= Marcell Felipe =

Cuban American attorney

Marcell Felipe is a Cuban American attorney and businessman, and chairman of the American Museum of the Cuban Diaspora. Felipe founded the Inspire America Foundation, an organization that promotes democracy in Cuba and the Americas. He also founded the Initiative for Democratic and Economic Alternatives for Cuba, a project of Inspire America, and co-founded América CV (which owns América TeVé, a Miami, Florida-based media group). Felipe has been described as the "conscience" of the Cuban American community.

In 2018, Felipe was elected board chair of the American Museum of the Cuban Diaspora, and re-elected in 2019. He curated the museum’s permanent exhibit, “The Cuban Experience.”

Felipe also serves as a member of the board of trustees at Miami Dade College, which he pushed to cancel its China-financed Confucius Institute in 2019. He supported the historic preservation and reopening of Miami’s Freedom Tower as a museum and cultural center.

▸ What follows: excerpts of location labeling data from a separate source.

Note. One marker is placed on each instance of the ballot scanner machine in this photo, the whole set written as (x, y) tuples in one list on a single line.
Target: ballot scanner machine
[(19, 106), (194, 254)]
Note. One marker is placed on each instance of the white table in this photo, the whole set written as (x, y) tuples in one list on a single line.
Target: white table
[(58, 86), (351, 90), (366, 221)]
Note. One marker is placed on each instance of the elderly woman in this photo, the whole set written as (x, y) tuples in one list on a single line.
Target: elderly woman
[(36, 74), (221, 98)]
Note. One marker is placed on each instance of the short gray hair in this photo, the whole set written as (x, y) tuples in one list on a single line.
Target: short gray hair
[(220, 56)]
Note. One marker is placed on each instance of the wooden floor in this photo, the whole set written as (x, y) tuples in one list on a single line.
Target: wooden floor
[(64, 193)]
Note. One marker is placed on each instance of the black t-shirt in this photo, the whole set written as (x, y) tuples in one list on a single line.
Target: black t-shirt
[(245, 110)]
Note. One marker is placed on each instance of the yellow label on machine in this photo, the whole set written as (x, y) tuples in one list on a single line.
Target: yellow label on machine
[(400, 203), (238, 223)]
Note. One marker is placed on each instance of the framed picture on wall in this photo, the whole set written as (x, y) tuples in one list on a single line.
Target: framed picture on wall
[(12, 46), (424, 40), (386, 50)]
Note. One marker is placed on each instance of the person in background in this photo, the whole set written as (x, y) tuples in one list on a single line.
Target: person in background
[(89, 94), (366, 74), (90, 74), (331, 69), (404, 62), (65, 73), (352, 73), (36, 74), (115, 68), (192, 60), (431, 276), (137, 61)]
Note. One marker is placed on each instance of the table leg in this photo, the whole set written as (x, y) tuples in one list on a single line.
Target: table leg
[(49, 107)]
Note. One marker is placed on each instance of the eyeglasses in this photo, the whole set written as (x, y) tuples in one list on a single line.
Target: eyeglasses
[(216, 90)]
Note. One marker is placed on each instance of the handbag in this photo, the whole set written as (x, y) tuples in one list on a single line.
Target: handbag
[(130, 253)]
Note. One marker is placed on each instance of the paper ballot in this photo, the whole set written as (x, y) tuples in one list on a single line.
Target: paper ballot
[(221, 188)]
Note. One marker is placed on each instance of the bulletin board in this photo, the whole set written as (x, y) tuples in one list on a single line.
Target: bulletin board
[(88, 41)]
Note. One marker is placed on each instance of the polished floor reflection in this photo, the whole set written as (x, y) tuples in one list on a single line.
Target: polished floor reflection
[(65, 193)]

== Education and career ==
Felipe graduated from the University of Pittsburgh School of Law. Felipe is an international tax and corporate lawyer, and a member of the Florida Bar. He founded Marcell Felipe Attorneys in 2002, advising government and industry leaders on legal issues.

== American Museum of the Cuban Diaspora ==
Felipe serves as chairman of the American Museum of the Cuban Diaspora (also known as “The Cuban”), having been elected as board chair in 2018 and re-elected in 2019. At the time of his election, the museum faced a financial crisis. In 2019, he announced the firing of the museum's director, Ileana Fuentes, and her daughter, Carisa Perez-Fuentes, who served as head of communications and design, after a split in leadership of the museum. Felipe accused Fuentes and her daughter of “kidnapping” the museum from the board of directors and mismanaging the institution.

Under Felipe’s leadership, the museum was reorganized primarily as a history institution. He designed The Cuban's permanent exhibit, "The Cuban Experience," based on his time as a student at Florida International University, where he worked with former Cuban political prisoners at La Casa del Preso in Miami. A critic of communism in Cuba, Felipe claims the museum is “an icon of freedom."

== Miami Dade College ==
Felipe serves as a member of the board of trustees at Miami Dade College, where his input in the 2019 presidential search process ultimately led to the appointment of Madeline Pumariega in 2020. At his request, the college also canceled its China-financed Confucius Institute in 2019.

Felipe also pushed for the historic preservation of Miami’s iconic Freedom Tower, with Florida Governor Ron DeSantis eventually granting $25 million for critical renovations to the building in November 2021. In September 2025, Felipe was involved with the Freedom Tower's official reopening as a museum and cultural center.

In an October 2025 op-ed column in the Miami Herald, Felipe revealed that he voted to transfer land owned by Miami Dade College to facilitate construction of the Donald Trump Presidential Library. That same month, he celebrated Venezuelan opposition leader María Corina Machado's receipt of the Nobel Peace Prize. Felipe played a key role in initiating Machado's nomination.